Told very much from a first person point of view, Hirsi Ali recounts her own peregrinations and constantly changing circumstances, as she moves - sometimes forced, sometimes willingly, sometimes apparently wilfully - from her native Somalia, through Saudi Arabia, Ethiopia, Kenya, the Netherlands, and finally the United States. It also looks at the effects of Islam largely through the lens of her own widely-scattered family.
You certainly have to admire the woman's guts and the hard choices she has made (and continues to make), and the sacrifices she has borne for her convictions. Since her own public and high-profile disavowal of Islam after the 9/11 attacks in 2001, and her controversial stint as a Dutch Member of Parliament, vocally agitating for the rights of Muslim women in Europe, Hirsi Ali has lived in constant fear of violent reprisal, and travels everywhere under the protection of armed security, as she lectures on atheism, women's rights, and the iniquities and inequalities of Islam.
In my opinion, while undeniably "worthy", the book suffers, if anything, from an excess of earnestness. I don't necessarily expect ribaldry or slapstick, but I think a certain lightness of tone from time to time might relieve the rather oppressive and unmitigated grimness of the text without excessively softening the message and its impact.
Quite honestly, it's difficult to positively like a book about such unsympathetic characters (Ali's family). They are, almost to a person, such a bunch of unpleasant, borderline mentally unbalanced, self-indulgent, prejudiced, and generally messed-up individuals, that you just feel like slapping them (as does Ms. Hirsi Ali herself with great frequency). The book confirmed in spades my already poor impression of Somali religious, tribal and social culture, and, given the abysmal (or often completely lacking) parenting approach Hirsi Ali describes as the norm there, it is perhaps no great surprise that so many Somalis abroad "go bad" and end up pursuing a path of drugs, gangs and violence.
That said, I found her rose-tinted analysis of the United States to be somewhat trite and overgeneralized.

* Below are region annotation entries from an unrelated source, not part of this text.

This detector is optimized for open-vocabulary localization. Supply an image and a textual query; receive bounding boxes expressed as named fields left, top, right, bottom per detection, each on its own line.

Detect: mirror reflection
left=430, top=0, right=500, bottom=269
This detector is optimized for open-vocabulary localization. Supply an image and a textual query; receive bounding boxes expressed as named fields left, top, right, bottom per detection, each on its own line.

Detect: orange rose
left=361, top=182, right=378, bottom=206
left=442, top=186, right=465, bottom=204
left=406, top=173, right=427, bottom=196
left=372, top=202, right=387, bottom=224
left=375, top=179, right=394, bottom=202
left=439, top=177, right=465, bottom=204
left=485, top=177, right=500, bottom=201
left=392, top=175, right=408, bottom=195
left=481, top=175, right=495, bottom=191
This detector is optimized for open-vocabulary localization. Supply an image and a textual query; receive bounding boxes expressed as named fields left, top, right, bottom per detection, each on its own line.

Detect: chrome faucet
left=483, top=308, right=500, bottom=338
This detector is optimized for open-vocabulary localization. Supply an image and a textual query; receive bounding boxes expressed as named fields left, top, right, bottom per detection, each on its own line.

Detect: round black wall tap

All in all, despite my respect for Hirsi Ali's atheism and for her principled stand against a bullying religion, I found the book a distinctly unsatisfying and depressing read.
There were, however, some interesting and provocative ideas in the chapter on possible solutions and remedies to the "problem" of Islam, towards the end of the book. For example, Hirsi Ali suggests that an important, even a necessary, step towards reducing the influence and power of Islam today is the work of (mainly non-Islamic) historians and textual analysts in definitively establishing that the Qu'ran was actually written over a period of decades, or even centuries, by a committee of clerics (in much the same way as the Judeo-Christian Bible), and so cannot actually be the literal word of Allah dictated to Mohammed, as most Muslims implicitly believe.
She also strikes out strongly against the well-meaning but misguided multiculturalism and moral relativism of liberal Western societies, which she sees as wishy-washy appeasement, leading them to effectively condone some of the worst elements of Islamic culture (including honour killings, female circumcision, the absolute subjugation of women, the intolerance of other religions and ways of life, etc) along with the preservation of arts and crafts and a few quaint customs. Hirsi Ali argues that Western culture is hands-down and unequivocally BETTER than Islamic culture, and that we should make no apology for this.
She also - interesting for a strident atheist - calls on Christian apologists to present a more forceful alternative to Islam in an attempt to stem the rising tide of Muslim converts, especially in Western countries, almost recommending a new wave of Christian missionaries. She does this largely on the grounds that, if some people do feel the need for a religion, better it be the relatively accommodating and benign one of Christianity than the harsh and violent one of Islam.